WHAT CAN I DO?
Most important, align you're spending with your values. Buy the things that are important to you, like fair wages for workers, healthy land use, beauty. Go ahead and write down the values that govern your interactions with people and the world and then buy more of these values. Actually buy your values by supporting the companies that see the world the way that you see it.
Companies use OUR money to recreate the world according to THEIR vision.
The average American's carbon dioxide (CO2) output is around 20 tons per year. HALF of that is your car. Anything you can do to reduce car miles is reducing your impact. Energy reduction has the added benefit of reducing the resources available to the fossil fuel industry, reducing their ability to use our money to reshape the world according to their vision.
If you're already carless, eat less meat. Vegetables require far less energy to produce than meat products. After this, reducing your personal carbon footpring is splitting hairs. Check out The Math to see the break down.

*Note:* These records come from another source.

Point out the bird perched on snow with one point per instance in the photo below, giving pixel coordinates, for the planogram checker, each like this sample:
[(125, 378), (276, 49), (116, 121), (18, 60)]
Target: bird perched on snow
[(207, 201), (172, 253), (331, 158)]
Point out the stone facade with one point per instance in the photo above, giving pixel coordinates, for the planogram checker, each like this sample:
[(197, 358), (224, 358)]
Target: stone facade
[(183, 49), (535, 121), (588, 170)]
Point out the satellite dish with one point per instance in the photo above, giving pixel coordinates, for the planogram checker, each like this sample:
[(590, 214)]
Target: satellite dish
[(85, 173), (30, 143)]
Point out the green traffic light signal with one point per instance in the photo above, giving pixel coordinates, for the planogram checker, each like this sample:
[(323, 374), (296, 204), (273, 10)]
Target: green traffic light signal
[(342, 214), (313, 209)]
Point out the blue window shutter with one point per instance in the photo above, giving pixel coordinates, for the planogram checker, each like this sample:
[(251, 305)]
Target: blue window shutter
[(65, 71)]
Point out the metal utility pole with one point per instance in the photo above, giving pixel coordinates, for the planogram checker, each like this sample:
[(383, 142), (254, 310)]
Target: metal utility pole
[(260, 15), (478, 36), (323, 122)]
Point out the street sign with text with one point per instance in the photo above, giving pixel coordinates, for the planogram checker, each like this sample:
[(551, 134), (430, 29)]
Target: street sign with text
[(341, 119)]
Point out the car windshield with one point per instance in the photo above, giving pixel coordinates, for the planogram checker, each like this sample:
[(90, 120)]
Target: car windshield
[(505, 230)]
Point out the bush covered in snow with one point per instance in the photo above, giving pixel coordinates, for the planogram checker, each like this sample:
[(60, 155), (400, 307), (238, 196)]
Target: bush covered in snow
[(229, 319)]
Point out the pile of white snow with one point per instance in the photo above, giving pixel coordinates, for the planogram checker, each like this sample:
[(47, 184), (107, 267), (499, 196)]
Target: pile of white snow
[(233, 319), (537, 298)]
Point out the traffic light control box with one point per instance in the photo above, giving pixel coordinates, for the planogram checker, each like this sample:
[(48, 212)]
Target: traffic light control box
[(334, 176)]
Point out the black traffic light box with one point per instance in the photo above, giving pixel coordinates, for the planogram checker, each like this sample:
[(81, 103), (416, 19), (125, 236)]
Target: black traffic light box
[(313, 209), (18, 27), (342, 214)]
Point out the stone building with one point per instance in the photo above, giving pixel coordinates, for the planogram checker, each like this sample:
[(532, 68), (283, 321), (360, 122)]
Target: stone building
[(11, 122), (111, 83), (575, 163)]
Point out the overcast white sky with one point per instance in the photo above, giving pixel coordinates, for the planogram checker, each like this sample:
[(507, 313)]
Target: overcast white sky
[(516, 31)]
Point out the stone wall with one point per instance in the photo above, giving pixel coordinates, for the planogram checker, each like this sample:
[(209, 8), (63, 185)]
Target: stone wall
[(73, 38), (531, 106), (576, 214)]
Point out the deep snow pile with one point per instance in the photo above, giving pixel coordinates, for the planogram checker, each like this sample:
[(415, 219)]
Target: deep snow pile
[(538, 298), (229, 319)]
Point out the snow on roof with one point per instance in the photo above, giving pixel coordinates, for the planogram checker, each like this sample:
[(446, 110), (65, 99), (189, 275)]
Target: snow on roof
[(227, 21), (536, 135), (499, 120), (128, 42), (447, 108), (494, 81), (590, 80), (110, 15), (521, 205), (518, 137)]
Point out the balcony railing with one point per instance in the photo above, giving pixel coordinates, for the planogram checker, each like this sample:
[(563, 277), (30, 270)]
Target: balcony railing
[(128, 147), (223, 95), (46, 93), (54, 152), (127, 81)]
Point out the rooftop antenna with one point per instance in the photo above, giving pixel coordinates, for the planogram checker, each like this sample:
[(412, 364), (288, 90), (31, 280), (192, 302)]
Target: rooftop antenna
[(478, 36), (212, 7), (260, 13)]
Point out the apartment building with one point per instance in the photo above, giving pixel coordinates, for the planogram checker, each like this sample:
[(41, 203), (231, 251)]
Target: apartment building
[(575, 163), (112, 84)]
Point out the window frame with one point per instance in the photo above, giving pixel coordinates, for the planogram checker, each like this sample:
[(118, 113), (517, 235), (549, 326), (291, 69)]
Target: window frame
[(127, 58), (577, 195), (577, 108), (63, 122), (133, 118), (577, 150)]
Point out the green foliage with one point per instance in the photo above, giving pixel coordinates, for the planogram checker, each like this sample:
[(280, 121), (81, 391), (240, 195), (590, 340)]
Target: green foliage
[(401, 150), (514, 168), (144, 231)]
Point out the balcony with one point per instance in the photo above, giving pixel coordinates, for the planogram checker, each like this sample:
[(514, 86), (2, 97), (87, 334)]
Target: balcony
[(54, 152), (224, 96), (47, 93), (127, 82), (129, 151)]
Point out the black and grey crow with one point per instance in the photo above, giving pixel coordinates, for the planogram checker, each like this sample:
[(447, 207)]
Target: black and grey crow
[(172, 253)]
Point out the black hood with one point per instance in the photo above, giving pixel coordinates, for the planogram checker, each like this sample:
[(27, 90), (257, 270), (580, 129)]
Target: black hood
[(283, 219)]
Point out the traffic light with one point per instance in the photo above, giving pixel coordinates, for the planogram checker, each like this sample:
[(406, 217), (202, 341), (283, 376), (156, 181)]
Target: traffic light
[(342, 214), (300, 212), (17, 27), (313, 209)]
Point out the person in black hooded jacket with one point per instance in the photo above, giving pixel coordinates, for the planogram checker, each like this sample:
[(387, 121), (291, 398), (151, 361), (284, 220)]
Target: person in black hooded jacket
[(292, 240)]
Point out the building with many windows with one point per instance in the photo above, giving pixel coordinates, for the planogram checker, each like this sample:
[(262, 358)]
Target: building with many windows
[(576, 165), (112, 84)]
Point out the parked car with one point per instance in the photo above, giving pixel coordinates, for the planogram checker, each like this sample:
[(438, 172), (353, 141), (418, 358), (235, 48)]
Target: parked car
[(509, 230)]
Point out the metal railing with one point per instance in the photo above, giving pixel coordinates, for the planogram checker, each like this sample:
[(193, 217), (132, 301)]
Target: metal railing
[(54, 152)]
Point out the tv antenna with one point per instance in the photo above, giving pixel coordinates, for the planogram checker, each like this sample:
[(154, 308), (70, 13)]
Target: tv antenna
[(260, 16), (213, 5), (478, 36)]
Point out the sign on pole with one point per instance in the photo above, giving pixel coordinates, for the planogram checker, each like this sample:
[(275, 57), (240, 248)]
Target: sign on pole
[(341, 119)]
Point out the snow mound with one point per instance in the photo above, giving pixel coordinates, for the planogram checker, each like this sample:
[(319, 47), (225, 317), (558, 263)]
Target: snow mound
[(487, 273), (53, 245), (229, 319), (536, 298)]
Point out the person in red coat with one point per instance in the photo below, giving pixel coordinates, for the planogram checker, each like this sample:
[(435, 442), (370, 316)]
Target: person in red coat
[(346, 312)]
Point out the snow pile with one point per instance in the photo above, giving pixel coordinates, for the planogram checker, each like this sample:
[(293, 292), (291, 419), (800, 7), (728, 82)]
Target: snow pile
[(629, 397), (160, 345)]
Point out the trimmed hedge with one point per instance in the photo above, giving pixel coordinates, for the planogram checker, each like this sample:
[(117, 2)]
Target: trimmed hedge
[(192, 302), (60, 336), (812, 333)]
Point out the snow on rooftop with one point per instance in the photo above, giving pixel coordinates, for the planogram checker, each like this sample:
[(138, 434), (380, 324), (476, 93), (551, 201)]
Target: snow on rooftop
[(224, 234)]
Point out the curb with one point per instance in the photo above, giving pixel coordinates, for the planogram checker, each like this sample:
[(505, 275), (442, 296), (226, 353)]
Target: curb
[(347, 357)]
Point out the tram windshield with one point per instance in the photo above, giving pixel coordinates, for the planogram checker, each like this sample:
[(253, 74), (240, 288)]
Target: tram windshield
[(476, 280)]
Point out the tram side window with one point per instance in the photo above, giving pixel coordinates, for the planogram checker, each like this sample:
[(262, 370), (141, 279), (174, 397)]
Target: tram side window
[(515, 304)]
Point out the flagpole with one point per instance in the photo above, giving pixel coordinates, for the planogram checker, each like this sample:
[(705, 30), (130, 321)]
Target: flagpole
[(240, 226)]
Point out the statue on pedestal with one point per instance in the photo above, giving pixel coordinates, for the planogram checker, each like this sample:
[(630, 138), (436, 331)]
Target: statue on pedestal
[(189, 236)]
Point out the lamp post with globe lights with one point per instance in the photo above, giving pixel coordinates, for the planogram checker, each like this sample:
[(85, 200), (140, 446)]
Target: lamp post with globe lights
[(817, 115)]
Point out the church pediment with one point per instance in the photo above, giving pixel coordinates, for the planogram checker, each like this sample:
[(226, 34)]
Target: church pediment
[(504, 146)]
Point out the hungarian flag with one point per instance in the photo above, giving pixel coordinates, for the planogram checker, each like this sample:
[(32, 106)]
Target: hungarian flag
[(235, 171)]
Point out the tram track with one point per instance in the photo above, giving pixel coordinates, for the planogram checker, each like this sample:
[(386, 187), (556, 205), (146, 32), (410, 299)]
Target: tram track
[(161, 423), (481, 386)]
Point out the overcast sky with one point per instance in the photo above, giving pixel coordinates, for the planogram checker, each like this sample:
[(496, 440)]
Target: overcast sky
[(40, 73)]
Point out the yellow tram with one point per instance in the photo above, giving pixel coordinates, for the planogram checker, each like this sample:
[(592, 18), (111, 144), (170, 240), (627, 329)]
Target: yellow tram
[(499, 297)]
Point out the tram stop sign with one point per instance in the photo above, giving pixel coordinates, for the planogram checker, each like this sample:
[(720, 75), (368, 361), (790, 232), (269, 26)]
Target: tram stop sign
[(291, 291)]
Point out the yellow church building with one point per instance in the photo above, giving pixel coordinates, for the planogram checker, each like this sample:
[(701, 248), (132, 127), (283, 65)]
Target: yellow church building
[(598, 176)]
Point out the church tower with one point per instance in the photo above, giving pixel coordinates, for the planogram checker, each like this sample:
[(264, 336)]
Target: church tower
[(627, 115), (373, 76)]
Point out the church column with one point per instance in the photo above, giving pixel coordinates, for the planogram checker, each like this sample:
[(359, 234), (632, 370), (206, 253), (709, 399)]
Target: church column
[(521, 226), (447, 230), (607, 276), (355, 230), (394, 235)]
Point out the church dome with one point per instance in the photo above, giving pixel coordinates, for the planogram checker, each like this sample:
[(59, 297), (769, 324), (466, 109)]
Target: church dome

Now, 20 tons of CO2 emissions per year is nothing to sneeze at, but the real impacts can be made on the community level. First thing for anyone to do here is to align your spending with your values.
Stop sending your money to the fossil fuel industry (gasoline, plastic, electricity, heating and cooling). Shop alternatives. Reduce car trips. Ride mass transit. Bike. Walk. Or, when you can, buy an electric car.
Just do as much as you can to stop the supply of money to the fossil fuel producers. Let's move resources to the companies that take responsibility for our wellbeing.
Next, work to change the rules. Buildings are responsible for about 40% of all greenhouse gas emissions (GHG) (source). 1/4 of this impact occurs in construction. This means that almost 1/3 of our GHG emissions are created by the operation (heating, cooling, lighting, etc.) of our homes, offices, and production and sales facilities.
Increasing building code standards to make our energy systems more efficient (which is little more than adding insulation) will mean incredible carbon and dollar savings when it comes to heating and cooling our buildings.
To make this happen, call your city council person's office and let them know you support stricter building codes to reduce energy consumption.
Build beyond code even if the inspector isn't making you. Building codes are the minimum accepted building standard. And going beyond often pays for itself many times over, especially when it comes to energy costs.
Listen, subscribe, and RATE your favorite climate change podcast. This really helps get the message out to new people.
Tear out your lawn! Plant native grasses with DEEP ROOTS. Plants sequester carbon in the soil by feeding sugars to soil microbes. The more roots, the more microbes, the more carbon dioxide that gets pulled out of the air and locked into the soil. Buffalo grass is a great alternative to standard American turf grasses. Buffalo grass has roots that drop as much as 8 FEET below the surface. Compare that to Kentucky blue grass' 8 inches. Buffalo grass looks like grass. Bonus points for accenting your yard with porcupine grass (5' roots), big blue stem (9' roots), Indian grass (9' roots), or switchgrass (11 FOOT ROOTS').
Shop local NOT because it means your consumer goods will use less fossil fuels being transported from across the world (which is not as bad as you think), but because it means that YOU will not be transported all over town by fossil fuels to gather your goods. Transporting you is far more carbon intensive than transporting your stuff. MOVE LESS! Shop your neighborhood to create healthy businesses around you so that the goods you want and need are likely to be there when you want/need them and you can walk to your corner store rather than drive to the mall. Definitely consider the shopping the next time you are picking an apartment.
Not enough? Want more?
- Make a "Go Bag"
- Be aware of your environment: fire risk? Remove brush from around your house. Flood risk? Tornado? Know the evacuation routes. Have a plan for yourself and your elderly grandmother.
- Wildfire: carry an absorbent blanket and water. If you get trapped in a fire, soak the blanket and move through the danger on the fasted route. ...Wear an N95 mask to protect from smoke particulates.
- Political unrest. Yes, as large numbers of people are removed from the economy in the wake of super storms and vast wildfires, these growing hoards of desperate climate refugees will be more easily radicalized by charismatic leaders and misinformation. Minor insurrections like the 2021 attack on Congress and decentralized riots like those following the killing of George Floyd threaten businesses and homes in their wake.